Paul and Jocelyn talk about how much was done by the "Boots" before the events as well.
-One guy came out on his vacation to work as a boot for a week for the experience of it
-They harvested a lot of the Sepp grain and tried a couple of ways of threshing it. The "squishy" method in the pillow case worked best.
-They dry stacked a bunch more rock to shore up paths that were eroding or were very sketchy.
-The scaffolding on the tall skinny berms by the Fisher Price House were also completed.
John Pilch, Uncle Mud and Ernie and Erica Wisner also were a big help during the Natural Build week.
Paul talks about needing to finish Allerton Abbey when they get back. Just him and Fred. Also they need to finish the berm shed but haven't been able to find any people to help with that so it will probably be just him and Fred again.
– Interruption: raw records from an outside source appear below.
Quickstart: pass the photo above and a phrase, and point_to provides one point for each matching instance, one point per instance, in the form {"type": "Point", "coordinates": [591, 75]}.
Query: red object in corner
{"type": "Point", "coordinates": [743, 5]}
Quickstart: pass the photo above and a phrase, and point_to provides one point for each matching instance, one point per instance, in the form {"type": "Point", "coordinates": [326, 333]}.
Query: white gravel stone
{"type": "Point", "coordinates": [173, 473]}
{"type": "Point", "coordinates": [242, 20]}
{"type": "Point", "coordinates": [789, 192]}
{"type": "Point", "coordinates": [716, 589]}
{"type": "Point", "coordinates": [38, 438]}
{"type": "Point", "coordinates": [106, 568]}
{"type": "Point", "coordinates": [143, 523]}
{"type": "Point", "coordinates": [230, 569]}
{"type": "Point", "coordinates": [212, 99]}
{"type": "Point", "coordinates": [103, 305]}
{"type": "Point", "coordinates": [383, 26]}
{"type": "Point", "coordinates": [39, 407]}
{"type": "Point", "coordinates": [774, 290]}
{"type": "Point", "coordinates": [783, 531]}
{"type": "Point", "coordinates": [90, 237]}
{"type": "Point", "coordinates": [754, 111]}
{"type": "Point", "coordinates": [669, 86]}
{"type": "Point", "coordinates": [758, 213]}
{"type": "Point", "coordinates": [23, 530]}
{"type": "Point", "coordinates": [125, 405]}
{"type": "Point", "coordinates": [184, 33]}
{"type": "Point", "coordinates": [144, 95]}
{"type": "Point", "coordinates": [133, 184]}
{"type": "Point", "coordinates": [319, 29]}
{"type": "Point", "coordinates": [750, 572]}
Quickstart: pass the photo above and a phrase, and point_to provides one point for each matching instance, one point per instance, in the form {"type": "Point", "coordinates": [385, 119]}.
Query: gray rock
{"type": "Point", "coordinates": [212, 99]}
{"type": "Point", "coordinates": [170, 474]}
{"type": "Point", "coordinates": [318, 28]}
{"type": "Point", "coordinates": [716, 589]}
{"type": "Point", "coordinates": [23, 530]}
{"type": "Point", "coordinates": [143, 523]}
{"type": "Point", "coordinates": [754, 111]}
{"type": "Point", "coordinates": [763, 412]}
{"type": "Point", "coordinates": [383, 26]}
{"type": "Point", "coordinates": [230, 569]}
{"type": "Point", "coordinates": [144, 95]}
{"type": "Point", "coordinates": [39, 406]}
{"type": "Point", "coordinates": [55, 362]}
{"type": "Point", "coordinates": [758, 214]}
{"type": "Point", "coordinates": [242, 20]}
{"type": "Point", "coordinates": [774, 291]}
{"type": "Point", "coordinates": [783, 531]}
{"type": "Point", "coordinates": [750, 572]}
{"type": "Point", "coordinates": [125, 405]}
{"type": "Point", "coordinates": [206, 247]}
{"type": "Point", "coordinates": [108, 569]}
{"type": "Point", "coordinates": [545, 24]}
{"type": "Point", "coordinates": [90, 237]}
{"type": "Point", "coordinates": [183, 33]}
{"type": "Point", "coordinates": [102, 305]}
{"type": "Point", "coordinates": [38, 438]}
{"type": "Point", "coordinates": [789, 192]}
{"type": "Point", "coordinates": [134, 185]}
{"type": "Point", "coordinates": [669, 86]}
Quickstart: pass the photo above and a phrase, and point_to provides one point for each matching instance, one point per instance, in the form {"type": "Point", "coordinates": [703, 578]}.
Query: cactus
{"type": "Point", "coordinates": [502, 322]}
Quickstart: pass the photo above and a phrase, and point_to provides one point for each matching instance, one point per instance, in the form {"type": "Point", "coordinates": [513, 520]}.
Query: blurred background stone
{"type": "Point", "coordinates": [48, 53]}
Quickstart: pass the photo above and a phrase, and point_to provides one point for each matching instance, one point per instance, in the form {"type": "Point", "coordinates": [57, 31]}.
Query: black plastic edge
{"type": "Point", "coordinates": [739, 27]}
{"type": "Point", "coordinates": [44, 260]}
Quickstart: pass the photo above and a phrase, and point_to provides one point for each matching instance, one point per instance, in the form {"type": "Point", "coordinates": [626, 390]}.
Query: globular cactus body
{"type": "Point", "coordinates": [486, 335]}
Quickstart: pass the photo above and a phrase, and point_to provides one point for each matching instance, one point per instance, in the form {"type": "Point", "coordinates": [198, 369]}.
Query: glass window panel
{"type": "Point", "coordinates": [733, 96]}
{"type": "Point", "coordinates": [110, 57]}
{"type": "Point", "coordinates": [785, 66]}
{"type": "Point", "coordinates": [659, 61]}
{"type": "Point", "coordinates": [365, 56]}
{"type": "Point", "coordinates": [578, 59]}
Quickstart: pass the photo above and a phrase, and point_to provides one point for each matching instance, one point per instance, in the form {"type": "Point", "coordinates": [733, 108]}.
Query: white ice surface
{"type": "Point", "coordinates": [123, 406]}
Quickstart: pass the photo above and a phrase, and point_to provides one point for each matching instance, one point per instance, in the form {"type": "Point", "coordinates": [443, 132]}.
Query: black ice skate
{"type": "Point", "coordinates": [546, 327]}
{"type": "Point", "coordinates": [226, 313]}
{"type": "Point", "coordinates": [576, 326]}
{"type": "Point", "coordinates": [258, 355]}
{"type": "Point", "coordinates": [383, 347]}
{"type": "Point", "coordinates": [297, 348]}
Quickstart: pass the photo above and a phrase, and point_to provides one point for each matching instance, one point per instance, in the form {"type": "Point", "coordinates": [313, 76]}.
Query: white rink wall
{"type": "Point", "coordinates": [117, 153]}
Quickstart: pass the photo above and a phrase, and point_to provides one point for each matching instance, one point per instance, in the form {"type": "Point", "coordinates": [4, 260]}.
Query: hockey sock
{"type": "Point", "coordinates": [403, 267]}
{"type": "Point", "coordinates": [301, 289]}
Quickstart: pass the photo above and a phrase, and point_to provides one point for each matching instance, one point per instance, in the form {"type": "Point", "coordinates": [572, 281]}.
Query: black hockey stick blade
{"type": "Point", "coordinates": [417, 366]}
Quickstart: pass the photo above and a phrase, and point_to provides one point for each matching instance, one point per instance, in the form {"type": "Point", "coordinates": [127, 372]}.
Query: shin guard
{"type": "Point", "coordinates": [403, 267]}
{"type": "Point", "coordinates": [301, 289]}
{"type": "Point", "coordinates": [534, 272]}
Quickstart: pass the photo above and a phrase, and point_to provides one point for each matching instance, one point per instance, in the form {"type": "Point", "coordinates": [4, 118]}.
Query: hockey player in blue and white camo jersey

Jocelyn mentions that you sort of need community to build community but she is feeling that they are heading in an upward direction again.
Paul is hoping to hire a full time person to come and help soon.
Bringing so many people through the property the first few years required Paul and Jocelyn to work more at their computers to earn money for the events and do all the administration required for large events. Paul notes that the events have always run several thousand dollars in the red. Jocelyn feels that people didn't understand why she and Paul weren't more active in the projects that were happening.
Both of them give a big thanks to Fred and all that he has done.
Eivind W. Bjoerkavaag
Woohoo! Thanks for the mention, fellow normal-sized person Paul! 8D
Coming out and seeing everything in person, and getting to try out the rocket oven and various rocket heaters was great! Now seeing the online pictures of the basecamp or lab tie things together for me.
While some might not have liked the little drizzles of rain, I liked it as I see rain maybe 3-4 days a year around here and literally walk out in the back yard and stand in it to feed my starving midwestern soul.
I'm hoping to come out again in the future, between visiting my own place to do work and hopefully time visits to when you have other workshops like the ATC or working on the wofatis and other projects. I highly recommend visitors stay in a structre on the lab at least a night or two, especially when they can fire up a heater, to get the full experience.
The comments on documentation are spot on, (I liked all the documentation seen around the FPH too!) in that many people will skip the instructions when they assume they know what to do or if they are distracted, and then they make mistakes that are specifically addressed.
I'm not quite a lumberjack, but that's OK, I sleep all night and I dream all day; I'll coppice trees, I'll grow my food, and compost poo and pee! With a well and off-grid solar, it's a permies life for me! https://www.youtube.com/watch?v=FshU58nI0Ts
I felt like there was an important communication breakthrough that occurred during this time period. One evening the folks Paul had assembled from far and wide to help with the Allerton roof rescue were sitting there after a lovely dinner taking turns explaining why the rescue couldn't or shouldn't be done or was too dangerous or not worth it, and what we could do instead. After much repeating himself Paul was able to get us (okay get me) finally to understand that we were not trying to make this building perfect or do something better instead, we were trying to get that particular building experiment to the point where it would do its one main job testing whether you could build--with a couple hundred dollars and materials native to THAT land--a structure you could over-winter in while doing all the other stuff you need to do to set up a Permaculture Homestead. Not a forever home, not perfect. Not even particularly good. Just good enough, for cheap, from the stuff that was there. Oh. Five years into its projected ten year lifespan for one comedy reason and then another this building had yet to be sealed enough to test, and this right here right now was our best chance to make this happen. And it did. No one fell. The roof didn't collapse. We even got the doors to shut properly. On to the next thing! PEP here we come.